Open mikelove opened 6 years ago
Wanted to try tximeta out. With Salmon 0.14.1 I prepared a salmon index from the gencode v29 (with decoys) currently up on main salmon site (using the --gencode flag). Quantified in mapping mode. When I tried to create a SummarizedExperiment though it was unable to recognize the transcriptome. Is something wrong or is gencode v29 not implemented?
Thanks!
> se <- tximeta(samples_tximeta)
importing quantifications
reading in files with read_tsv
1 2 3 4 5 6 7 8 9 10
tximeta needs a BiocFileCache directory to access and save TxDb objects.
Do you wish to use the default directory: 'C:\Users\msmit248\AppData\Local\BiocFileCache\BiocFileCache\Cache'?

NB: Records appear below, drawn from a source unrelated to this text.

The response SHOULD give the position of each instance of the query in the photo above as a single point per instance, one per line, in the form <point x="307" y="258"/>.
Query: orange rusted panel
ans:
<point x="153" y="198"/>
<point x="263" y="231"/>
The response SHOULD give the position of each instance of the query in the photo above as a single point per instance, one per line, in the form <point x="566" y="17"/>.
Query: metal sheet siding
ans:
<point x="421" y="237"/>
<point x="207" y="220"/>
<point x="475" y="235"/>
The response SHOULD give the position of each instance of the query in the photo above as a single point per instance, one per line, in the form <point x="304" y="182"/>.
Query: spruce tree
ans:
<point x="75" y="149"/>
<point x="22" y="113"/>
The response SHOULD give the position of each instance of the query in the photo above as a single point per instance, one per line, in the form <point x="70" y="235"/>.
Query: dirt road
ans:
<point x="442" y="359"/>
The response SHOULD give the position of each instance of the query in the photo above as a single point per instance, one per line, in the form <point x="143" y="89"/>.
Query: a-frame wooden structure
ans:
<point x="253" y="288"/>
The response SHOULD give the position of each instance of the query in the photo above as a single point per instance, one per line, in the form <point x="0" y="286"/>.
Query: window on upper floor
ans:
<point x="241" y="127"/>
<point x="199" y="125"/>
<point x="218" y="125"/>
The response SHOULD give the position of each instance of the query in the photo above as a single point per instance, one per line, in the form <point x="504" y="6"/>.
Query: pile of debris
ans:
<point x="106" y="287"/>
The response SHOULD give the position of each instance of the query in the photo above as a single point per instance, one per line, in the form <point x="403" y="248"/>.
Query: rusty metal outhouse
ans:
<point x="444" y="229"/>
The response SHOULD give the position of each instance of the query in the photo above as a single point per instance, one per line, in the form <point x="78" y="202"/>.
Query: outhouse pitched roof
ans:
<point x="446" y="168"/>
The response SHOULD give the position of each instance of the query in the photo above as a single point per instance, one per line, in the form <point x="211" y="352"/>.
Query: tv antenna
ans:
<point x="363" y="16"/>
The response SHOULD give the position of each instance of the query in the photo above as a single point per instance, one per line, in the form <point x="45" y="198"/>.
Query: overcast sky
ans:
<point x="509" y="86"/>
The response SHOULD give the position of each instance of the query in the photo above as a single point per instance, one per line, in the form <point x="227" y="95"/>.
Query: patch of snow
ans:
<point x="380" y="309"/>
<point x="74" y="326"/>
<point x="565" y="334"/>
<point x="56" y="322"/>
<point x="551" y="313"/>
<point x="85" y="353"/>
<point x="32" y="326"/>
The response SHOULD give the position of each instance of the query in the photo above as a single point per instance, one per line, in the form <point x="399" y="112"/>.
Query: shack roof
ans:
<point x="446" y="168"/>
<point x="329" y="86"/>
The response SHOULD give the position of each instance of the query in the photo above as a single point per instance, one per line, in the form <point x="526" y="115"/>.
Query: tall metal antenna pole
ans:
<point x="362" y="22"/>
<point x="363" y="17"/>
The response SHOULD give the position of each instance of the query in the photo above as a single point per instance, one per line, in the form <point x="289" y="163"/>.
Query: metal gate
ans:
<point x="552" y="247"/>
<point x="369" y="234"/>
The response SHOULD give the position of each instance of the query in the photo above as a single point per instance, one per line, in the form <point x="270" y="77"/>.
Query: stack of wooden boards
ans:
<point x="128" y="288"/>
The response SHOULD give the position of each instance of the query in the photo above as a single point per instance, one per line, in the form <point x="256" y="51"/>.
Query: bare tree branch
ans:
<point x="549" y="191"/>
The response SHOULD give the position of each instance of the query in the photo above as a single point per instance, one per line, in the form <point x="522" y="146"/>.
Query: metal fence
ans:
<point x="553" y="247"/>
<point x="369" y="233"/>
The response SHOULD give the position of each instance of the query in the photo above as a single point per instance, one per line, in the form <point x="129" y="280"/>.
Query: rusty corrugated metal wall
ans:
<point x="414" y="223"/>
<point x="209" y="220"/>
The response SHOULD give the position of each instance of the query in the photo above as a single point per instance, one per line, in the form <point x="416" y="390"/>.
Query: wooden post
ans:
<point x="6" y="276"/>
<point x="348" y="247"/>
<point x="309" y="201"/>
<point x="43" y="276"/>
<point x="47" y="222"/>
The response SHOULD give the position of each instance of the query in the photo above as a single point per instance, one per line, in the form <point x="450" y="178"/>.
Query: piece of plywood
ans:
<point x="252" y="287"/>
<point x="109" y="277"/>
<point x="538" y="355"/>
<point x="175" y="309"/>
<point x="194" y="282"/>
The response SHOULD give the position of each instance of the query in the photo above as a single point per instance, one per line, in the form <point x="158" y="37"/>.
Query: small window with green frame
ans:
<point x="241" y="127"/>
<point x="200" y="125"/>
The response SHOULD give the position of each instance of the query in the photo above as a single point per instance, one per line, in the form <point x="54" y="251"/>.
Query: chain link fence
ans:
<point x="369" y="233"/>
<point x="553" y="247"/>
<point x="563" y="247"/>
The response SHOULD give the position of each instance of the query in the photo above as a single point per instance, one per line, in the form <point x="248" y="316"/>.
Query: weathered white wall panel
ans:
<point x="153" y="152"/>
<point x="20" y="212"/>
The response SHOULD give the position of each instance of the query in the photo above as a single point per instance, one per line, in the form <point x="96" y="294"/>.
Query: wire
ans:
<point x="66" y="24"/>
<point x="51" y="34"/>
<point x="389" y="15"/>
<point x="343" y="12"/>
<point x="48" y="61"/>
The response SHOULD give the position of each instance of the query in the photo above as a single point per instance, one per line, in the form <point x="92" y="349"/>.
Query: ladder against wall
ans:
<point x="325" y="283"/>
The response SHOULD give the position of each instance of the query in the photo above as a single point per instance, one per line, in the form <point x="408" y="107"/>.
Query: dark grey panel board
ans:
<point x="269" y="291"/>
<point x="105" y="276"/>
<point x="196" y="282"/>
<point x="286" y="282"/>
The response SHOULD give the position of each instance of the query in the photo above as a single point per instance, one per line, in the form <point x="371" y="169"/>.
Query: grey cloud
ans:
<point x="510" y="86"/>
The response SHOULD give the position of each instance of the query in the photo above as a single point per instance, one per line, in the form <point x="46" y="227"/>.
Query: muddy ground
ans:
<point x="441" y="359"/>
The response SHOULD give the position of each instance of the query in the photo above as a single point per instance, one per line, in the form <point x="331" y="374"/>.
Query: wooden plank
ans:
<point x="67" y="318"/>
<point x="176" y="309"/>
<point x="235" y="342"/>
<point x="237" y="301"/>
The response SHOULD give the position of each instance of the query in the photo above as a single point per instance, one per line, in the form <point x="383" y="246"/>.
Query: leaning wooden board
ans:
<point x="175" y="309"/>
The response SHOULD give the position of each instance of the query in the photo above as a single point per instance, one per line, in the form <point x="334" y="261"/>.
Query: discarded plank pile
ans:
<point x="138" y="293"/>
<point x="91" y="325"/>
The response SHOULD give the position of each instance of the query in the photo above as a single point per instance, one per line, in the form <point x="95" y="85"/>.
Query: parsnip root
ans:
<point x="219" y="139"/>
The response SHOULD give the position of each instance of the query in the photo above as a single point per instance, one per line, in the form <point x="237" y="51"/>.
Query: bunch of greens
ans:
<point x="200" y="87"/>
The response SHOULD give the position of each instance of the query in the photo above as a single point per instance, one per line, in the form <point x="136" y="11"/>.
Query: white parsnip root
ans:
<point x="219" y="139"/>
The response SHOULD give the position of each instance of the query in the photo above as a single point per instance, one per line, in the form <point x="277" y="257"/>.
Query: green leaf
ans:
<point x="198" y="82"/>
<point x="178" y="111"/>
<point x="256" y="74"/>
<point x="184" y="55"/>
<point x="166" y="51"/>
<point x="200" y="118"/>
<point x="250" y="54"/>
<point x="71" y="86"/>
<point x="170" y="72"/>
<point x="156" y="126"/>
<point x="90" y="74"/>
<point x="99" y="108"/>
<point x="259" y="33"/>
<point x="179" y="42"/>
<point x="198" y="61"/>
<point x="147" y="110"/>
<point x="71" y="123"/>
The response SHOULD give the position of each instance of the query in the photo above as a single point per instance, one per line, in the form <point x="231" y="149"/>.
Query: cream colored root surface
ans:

If not, a temporary directory that is specific to this R session will be used.
You can always change this directory later by running: setTximetaBFC()
Or enter [0] to exit and set this directory manually now.
1: Yes (use default)
2: No (use temp)
Selection: 2
couldn't find matching transcriptome, returning un-ranged SummarizedExperiment
> se
class: SummarizedExperiment
dim: 205870 10
metadata(3): tximetaInfo quantInfo countsFromAbundance
assays(3): counts abundance length
rownames(205870): ENST00000456328.2 ENST00000450305.2 ... ENST00000387460.2 ENST00000387461.2
rowData names(0):
colnames(10): kw01_ifng kw01_veh ... p154_ifng p154_veh
colData names(6): run person ... batch names
> dim(se)
[1] 205870 10
I think we’ll need to get Gencode + decoy hash values from @rob-p. Correct Rob? We’ll work out a pipeline.
Just more information: a short term fix would be to use linkedTxomes
to connect the index to the source yourself.
But we really want these indices to automatically connect to the reference.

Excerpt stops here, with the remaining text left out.